Angel Oak/Angel Oak Village timeline
1991 – The city of Charleston buys what is now Angel Oak Park, a roughly two-acre property on a dirt road surrounding what’s billed as the oldest living tree east of the Mississippi River.
2000 – Sea Island Comprehensive Health Care, a non-profit provider of services to low-income residents of the sea islands, proposes selling 42 acres of undeveloped land surrounding Angel Oak Park, due to the institution’s financial problems.
2001 – The state names Angel Oak South Carolina’s Millennium Tree. Charleston’s Planning Commission approves rezoning the Sea Island property to allow a grocery story, office buildings and apartments.
2004 – Sea Island seeks bankruptcy protection and continues to pursue land sale. In September, the city announces a plan to acquire 16 acres of the land around Angel Oak Park for $1 million, as part of a $3.5 million purchase of the entire property by Greenville developer Robert S. Small Jr. That deal falls by the wayside, and the land is purchased by a different developer.

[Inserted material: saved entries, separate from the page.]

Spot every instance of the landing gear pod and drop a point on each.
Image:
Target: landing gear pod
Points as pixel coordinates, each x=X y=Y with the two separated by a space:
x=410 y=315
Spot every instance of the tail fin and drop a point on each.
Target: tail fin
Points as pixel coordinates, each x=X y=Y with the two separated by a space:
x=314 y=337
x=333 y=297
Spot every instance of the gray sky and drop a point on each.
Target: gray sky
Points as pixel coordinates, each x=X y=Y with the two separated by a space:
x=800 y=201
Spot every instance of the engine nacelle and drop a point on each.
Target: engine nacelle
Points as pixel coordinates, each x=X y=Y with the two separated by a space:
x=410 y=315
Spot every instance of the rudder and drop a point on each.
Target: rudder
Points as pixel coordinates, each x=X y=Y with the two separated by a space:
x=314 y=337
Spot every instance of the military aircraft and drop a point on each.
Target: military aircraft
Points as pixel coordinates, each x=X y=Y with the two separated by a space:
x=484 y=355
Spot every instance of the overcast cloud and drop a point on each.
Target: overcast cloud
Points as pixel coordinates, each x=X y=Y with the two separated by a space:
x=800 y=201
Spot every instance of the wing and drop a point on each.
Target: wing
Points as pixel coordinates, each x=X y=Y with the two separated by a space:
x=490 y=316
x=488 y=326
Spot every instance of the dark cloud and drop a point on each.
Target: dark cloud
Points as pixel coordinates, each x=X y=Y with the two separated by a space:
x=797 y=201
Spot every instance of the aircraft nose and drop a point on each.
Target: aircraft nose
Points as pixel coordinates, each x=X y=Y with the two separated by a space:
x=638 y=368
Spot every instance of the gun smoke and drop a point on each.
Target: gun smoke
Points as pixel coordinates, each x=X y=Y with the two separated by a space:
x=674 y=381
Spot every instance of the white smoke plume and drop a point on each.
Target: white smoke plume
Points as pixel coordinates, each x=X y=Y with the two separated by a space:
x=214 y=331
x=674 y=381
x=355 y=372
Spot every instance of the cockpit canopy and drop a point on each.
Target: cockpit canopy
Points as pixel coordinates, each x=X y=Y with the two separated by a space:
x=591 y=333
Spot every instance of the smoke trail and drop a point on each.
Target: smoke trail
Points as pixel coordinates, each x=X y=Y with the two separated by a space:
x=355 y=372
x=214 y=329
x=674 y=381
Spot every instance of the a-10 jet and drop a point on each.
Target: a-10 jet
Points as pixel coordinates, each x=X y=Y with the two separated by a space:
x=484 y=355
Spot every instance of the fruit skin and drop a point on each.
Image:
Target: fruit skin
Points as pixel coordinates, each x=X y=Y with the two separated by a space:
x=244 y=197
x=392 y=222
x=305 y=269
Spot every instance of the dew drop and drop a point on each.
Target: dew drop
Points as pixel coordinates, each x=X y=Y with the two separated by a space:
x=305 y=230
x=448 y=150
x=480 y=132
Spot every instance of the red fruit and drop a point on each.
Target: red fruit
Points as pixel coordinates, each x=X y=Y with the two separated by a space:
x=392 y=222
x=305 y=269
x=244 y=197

2005 – With the sale of the Sea Island land pending, and the non-profit’s bankruptcy reorganization hanging in the balance, Charleston insists on greater protection for the Angel Oak than proposed by the buyers. The city threatens buy all of the land if the potential developers don’t agree to concessions. After several days of contentious public hearings, an agreement is reached calling for a 150-foot buffer around Angel Oak Park, a 75-foot natural buffer along unpaved Angel Oak Road, an extra level of city review as the development proceeds, a 7-acre conservation zone around the park, and the hiring of a hydrologist and a tree expert. The development plan would include a large grocery store, shops and 285 housing units.
2008 – Developers of what’s become known as “Angel Oak Village” return to the city with revised plans that eliminate the big-box grocery store and increase the number of housing units to 600. The Planning Commission endorses the new plan and City Council approves it, over the course of three public meetings in May and July. In late July, Samantha Siegel launches an online petition drive opposing the development.
A Johns Island woman has launched a petition drive opposing plans to build businesses and 600 homes on 42 acres next to Charleston's Angel Oak Park.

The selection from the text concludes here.